1. Speaker Introduction at React Summit

Short description:

Speaker introduces himself and his experience at the conference. He mentions his online presence and the topics he usually covers like TypeScript and React. Talks about his involvement in an open-source project and asks about the audience's familiarity with it. Expresses excitement to discuss Dead Code Elimination and his work at Sentry to enable efficient shipping and consistent product delivery.

I've been to this conference for the last four years, so this is my fifth time at React Summit and Chase Nation. But it's actually the first time that I'm giving a talk in person here. So I'm really happy and excited to talk to you about Knip and Dead Code Elimination today. My name is Dominik. I'm a software engineer from Vienna. And as you just said, you can also find me as tkdoto online almost everywhere, mostly on Blue Sky these days. And I also write a blog at tkdoto.eu, mostly about TypeScript and React.

And of course, also about React Query or 10-Stack Query, which is the open source library I've been maintaining for over the last five years. Now, quick question. Raise your hand if you've worked with 10-Stack Query or React Query before. Oh, that is a lot of hands. That's great. I always love to see that. I'm not here to talk about 10-Stack or React Query today, though. I do have some 10-Stack stickers, if you want, so you can come to me afterwards and grab those. And there are also some more talks tomorrow about 10-Stack. But today I want to talk to you about something different.

Beginning of last year, I joined the design engineering team at Sentry, where we're not working directly on a specific part of the product, but instead our goal is to make ship happen. We want to enable other teams to ship efficiently. And in that sense, our team actually aims to make two things possible. We want to make it easy for product teams to ship the right things efficiently and consistently. And at the same time, kind of guard them towards not shipping the wrong or inconsistent things and get them into that pit of success per default.

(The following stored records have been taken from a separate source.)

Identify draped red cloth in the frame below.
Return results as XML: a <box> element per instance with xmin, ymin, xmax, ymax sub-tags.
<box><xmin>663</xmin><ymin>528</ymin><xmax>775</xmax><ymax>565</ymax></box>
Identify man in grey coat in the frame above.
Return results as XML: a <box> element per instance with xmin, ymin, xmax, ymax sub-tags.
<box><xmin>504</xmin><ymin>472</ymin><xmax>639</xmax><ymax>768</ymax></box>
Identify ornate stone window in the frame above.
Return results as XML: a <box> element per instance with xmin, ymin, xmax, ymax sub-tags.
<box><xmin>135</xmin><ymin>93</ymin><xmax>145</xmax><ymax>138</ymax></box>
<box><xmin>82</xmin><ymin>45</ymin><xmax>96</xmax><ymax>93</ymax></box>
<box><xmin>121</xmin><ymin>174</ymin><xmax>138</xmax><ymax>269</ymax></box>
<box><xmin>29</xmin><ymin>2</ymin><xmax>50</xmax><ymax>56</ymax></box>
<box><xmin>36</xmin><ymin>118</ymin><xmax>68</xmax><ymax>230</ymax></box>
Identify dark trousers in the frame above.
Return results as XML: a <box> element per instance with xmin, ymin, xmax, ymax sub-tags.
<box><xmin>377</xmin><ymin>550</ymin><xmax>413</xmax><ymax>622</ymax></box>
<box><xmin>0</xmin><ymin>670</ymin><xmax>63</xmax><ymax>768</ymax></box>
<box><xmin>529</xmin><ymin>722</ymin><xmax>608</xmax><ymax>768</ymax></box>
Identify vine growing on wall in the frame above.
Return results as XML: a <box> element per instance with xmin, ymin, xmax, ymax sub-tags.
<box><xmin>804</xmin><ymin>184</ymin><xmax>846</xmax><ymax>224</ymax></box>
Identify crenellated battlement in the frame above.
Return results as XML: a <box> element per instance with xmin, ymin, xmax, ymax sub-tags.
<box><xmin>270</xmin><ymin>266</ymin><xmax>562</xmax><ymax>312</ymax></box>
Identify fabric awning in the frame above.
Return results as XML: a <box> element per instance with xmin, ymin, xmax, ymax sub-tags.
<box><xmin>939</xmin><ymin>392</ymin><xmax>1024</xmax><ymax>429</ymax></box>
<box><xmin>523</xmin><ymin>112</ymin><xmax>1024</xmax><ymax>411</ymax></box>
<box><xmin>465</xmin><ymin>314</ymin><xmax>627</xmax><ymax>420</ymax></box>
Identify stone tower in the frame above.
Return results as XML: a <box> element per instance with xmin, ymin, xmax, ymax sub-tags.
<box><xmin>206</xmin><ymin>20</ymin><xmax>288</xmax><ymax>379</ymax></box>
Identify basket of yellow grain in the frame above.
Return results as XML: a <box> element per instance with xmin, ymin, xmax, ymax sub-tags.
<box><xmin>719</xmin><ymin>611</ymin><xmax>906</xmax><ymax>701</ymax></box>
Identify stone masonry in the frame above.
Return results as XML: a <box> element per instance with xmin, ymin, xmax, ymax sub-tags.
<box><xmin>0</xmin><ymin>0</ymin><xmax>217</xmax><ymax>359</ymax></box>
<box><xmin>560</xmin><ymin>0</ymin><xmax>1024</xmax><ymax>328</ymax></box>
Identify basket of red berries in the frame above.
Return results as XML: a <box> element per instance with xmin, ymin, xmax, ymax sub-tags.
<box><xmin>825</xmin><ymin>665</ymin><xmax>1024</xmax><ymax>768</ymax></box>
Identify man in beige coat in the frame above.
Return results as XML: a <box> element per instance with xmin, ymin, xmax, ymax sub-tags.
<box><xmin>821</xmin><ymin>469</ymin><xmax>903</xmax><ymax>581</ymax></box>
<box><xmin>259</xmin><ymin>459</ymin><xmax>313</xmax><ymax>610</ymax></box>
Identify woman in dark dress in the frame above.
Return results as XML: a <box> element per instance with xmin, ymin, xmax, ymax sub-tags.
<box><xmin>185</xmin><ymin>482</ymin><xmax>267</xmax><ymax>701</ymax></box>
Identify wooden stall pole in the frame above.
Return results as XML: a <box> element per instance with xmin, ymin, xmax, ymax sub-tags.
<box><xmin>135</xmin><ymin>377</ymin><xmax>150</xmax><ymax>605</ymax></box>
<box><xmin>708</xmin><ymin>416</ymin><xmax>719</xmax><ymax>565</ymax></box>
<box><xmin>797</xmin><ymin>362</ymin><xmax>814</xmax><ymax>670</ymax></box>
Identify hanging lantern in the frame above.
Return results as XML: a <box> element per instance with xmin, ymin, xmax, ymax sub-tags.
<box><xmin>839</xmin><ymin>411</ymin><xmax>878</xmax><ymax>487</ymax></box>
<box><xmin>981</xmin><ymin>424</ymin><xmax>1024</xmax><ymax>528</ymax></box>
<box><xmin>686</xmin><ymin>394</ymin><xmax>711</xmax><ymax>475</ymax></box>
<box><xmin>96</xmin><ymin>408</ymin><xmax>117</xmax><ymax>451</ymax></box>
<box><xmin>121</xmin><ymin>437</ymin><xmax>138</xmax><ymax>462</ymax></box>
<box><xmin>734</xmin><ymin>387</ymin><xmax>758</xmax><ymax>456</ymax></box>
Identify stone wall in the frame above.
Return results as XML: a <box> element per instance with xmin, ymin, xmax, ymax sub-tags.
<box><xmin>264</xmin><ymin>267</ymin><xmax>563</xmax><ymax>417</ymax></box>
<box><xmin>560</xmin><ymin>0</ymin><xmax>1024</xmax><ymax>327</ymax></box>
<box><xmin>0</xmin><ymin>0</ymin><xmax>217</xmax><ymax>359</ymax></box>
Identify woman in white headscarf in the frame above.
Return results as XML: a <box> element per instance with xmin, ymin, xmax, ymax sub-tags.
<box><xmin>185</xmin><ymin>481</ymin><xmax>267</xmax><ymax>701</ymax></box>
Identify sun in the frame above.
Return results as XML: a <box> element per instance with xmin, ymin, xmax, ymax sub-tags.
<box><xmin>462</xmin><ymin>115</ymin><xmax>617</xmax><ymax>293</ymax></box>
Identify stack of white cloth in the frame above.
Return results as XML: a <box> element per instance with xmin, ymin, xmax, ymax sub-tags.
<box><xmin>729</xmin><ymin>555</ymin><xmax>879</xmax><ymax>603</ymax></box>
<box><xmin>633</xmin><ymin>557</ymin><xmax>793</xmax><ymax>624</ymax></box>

2. Building Design System and Code Efficiency

Short description:

The speaker discusses the importance of building a design system for efficient component usage. They highlight the need for constraints like TypeScripts, Linting, and documentation to shape the code base effectively. The speaker emphasizes the impact of unused code on development efficiency and the importance of maintaining a clean codebase for faster shipping.

And to get there, a big part of our team's job is building a design system, which is a library of consistent components with good APIs and documentation and type safety and accessibility built in. Because those components need to be easily discoverable so that product developers can compose them and ship them fast without breaking things.

And for the second point, we're actively working on constraints. That means setting up TypeScripts and Linting, but also project structure and documentation, teaching, and also AI skills these days play a big role in that. So in a nutshell, we try to get the overall code base of Sentry that has kind of grown organically over the last 10 years into a good shape so that both humans and their agents can ship fast.

And that means we have to touch a lot of parts of the code base regularly. Like for example, my very first PR at Sentry, touched over 900 files because I enabled the no implicit any compiler setting, which I was really surprised that this was not turned on to be honest. And while I did this and some other improvements, I was sometimes wondering if I should maybe sanity check the things that I was touching or at least find out where they are used.